Four strategies to move forward

The paper sets out four strategies to measure indicator 4.1.1 over the short-term, medium-term and long-term, summarized in Table 1.

Table 1. Strategies to measure progress towards Sustainable Development Goal 4

Strategy Implications
Strategy 1: Short term

Use of national assessments to measure SDG4 with adjustments using international assessments.

·       High levels of external validity for measuring the minimum level of competency established in official curriculum.

·       Low levels of international comparability.

Strategy 2: Medium term

Equating among international and regional assessments.

·       Apparent low cost by using existing assessments.

·       Entails performing one equating for each of the grades to be assessed in indicator 4.1.1 and defining new proficiency levels for each scale.

·       Technically questionable from a psychometric and substantive point of view.

·       Low levels of external validity for representing the national curriculum.

Strategy 3: Medium or long term

Equating between different international evaluations aiming at similar school grades.

·       Requires the definition of anchor items that can be shared across the different evaluations and the creation of a consortium of different assessment projects.

·       Difficulties of comparison because of the differences in the domains assessed in the different assessments.

·       Psychometrically and substantively more robust.

·       Low levels of external validity for representing the national curriculum.

Strategy 4: Long term

Creating a Worldwide Proficiency Assessment on Numeracy and Literacy.

·       Psychometrically and substantively robust.

·       Politically difficult to convince countries to participate in this assessment.

·       Requires the participation of technical institutions in the design, implementation, and analysis of test results.

·       Low levels of external validity for representing the national curriculum.

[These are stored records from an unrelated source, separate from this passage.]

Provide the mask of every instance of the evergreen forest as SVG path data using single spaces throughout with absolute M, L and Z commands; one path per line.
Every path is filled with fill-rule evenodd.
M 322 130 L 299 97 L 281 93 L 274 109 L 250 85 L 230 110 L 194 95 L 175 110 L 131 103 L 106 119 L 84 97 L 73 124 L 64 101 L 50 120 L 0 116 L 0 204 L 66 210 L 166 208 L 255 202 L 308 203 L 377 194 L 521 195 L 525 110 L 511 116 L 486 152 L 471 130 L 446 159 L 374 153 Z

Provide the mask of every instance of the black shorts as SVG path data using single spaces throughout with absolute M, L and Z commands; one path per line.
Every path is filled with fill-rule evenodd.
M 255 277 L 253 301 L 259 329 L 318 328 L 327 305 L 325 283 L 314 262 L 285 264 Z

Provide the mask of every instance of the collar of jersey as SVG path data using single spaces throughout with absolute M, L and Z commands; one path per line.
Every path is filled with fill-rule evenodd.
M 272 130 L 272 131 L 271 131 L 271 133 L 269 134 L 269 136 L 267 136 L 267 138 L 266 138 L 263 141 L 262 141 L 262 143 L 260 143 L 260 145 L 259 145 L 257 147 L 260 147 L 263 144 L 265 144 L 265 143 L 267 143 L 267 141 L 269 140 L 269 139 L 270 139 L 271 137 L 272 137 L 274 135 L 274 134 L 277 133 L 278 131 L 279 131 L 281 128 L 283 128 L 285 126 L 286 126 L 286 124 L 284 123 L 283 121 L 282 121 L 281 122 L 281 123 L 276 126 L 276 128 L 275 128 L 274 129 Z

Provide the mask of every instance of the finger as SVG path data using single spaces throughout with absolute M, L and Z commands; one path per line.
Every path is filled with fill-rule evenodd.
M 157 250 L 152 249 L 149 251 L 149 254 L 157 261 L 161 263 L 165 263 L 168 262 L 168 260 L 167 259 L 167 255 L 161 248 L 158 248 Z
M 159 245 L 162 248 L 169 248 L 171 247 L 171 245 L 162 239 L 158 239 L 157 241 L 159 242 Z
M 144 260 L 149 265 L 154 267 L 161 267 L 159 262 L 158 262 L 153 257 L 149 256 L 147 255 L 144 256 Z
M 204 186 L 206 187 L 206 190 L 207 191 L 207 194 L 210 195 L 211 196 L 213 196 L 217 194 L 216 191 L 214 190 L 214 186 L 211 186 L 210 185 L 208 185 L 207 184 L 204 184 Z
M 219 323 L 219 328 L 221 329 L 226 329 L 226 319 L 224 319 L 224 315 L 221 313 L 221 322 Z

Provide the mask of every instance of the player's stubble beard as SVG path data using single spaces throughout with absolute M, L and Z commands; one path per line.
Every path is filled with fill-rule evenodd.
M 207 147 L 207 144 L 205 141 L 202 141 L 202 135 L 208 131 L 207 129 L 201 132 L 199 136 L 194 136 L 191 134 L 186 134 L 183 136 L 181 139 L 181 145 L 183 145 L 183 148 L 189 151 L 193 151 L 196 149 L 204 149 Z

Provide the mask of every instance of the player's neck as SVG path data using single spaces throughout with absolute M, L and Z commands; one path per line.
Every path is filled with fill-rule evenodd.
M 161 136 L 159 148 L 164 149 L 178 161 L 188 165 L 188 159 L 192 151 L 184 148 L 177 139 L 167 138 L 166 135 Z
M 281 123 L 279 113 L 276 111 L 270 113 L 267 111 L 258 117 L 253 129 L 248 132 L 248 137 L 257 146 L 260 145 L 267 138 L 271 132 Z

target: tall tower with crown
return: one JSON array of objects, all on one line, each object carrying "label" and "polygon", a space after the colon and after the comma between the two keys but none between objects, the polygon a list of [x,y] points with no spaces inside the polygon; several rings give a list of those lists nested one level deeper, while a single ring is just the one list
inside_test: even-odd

In the medium term, the most technically appropriate way to assess indicator 4.1.1 is to develop a specific instrument with a clear definition of the minimal level of competency. This is essential because external validity may equate to political legitimacy among assessment participants. Whatever the eventual strategy, it will require the support and collaboration of institutions specialized in international evaluation, possibly in the form of a consortium. By bringing to the table key technical institutions, as well as regional and international assessment initiatives, the Global Alliance to Monitor Learning can help to ensure both the technical quality of the assessment of indicator 4.1.1 and its all-important political legitimacy.